Non mi pare però che tra gli obiettivi espressi che vi sono nel Piano vi siano anche quelli quantitativi dell’occupazione, un traguardo più importante di quanto non possa essere quello della crescita del reddito, ad esso collegato, ma di secondo livello. Perché se l’aumento del Pil è importante, è fondamentale che sia collegato ad un aumento delle possibilità di occupazione.

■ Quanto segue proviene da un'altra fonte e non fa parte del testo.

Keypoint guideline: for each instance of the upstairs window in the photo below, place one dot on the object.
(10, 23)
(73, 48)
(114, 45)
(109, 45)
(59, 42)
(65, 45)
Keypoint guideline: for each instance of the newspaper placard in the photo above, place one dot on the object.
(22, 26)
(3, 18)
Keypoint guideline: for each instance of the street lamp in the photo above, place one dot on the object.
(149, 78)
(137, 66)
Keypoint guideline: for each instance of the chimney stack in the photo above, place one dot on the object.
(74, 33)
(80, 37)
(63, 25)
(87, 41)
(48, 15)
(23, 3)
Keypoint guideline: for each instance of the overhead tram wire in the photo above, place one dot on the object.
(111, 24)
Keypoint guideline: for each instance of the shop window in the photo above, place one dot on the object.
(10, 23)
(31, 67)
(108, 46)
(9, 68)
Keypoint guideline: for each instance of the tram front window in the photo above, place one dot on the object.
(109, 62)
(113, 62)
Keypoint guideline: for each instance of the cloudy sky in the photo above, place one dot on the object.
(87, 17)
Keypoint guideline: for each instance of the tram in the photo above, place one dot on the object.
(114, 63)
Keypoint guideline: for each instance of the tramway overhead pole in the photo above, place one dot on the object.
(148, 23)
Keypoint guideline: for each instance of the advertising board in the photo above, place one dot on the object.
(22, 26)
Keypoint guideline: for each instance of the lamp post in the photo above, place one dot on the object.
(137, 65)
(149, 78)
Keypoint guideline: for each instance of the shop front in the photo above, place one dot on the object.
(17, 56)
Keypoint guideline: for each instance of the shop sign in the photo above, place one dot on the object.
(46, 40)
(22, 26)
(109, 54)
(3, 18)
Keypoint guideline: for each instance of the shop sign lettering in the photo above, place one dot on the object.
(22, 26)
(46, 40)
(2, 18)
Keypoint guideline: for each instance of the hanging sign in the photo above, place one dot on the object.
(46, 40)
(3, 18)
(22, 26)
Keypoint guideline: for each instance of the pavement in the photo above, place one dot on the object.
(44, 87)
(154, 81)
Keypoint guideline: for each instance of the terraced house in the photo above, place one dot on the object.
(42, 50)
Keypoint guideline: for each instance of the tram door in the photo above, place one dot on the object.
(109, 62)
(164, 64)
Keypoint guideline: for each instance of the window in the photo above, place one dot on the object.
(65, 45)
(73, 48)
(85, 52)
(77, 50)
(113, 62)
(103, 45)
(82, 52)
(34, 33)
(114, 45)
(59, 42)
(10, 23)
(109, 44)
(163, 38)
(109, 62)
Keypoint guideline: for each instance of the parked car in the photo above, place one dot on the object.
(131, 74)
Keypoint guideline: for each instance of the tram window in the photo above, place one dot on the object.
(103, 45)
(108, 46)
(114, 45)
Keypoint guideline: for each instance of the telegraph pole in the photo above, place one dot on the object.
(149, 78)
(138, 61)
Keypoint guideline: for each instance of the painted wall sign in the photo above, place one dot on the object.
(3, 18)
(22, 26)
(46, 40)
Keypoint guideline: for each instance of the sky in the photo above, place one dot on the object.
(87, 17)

Sarebbe interessante quantificare tali numeri per poter monitorare il successo del Piano, magari dividendo l’occupazione obiettivo per branche: agricoltura e pesca, manifatturiero, costruzioni, servizi, distinguendo quelli della pubblica amministrazione ma anche quelli del commercio e del turismo.

In tale logica non mi pare siano fissati obiettivi di presenze turistiche da raggiungere né strumenti particolari per portare gli 80 milioni di presenze, che il Sud ha, pari a quelle del solo Veneto. Forse una normativa per delle Zes turistiche che rispecchi quella delle Zes manifatturiere potrebbe facilitare il percorso. Ovviamente una tale articolazione degli obiettivi é molto impegnativa ed anche facilmente può evidenziare il fallimento anche parziale. Ma come per i vaccini, per i famosi 500 mila giornalieri che dovremmo raggiungere a fine mese, l’evidenza del mancato goal diventa plastico.    

Approccio impegnativo e molto serio e complesso, mi rendo conto, ma non siamo in un momento particolare con una guida eccezionale e con quasi tutti i partiti nella coalizione? Se non si possono chiedere tali traguardi ad un governo Draghi certamente non li si potranno chiedere a nessun altro Governo successivo. Se non ora quando e se non ci prova il Governo dei migliori chi altri? L’esigenza di andare per budget quantitativi anche per il numero di occupati è fondamentale.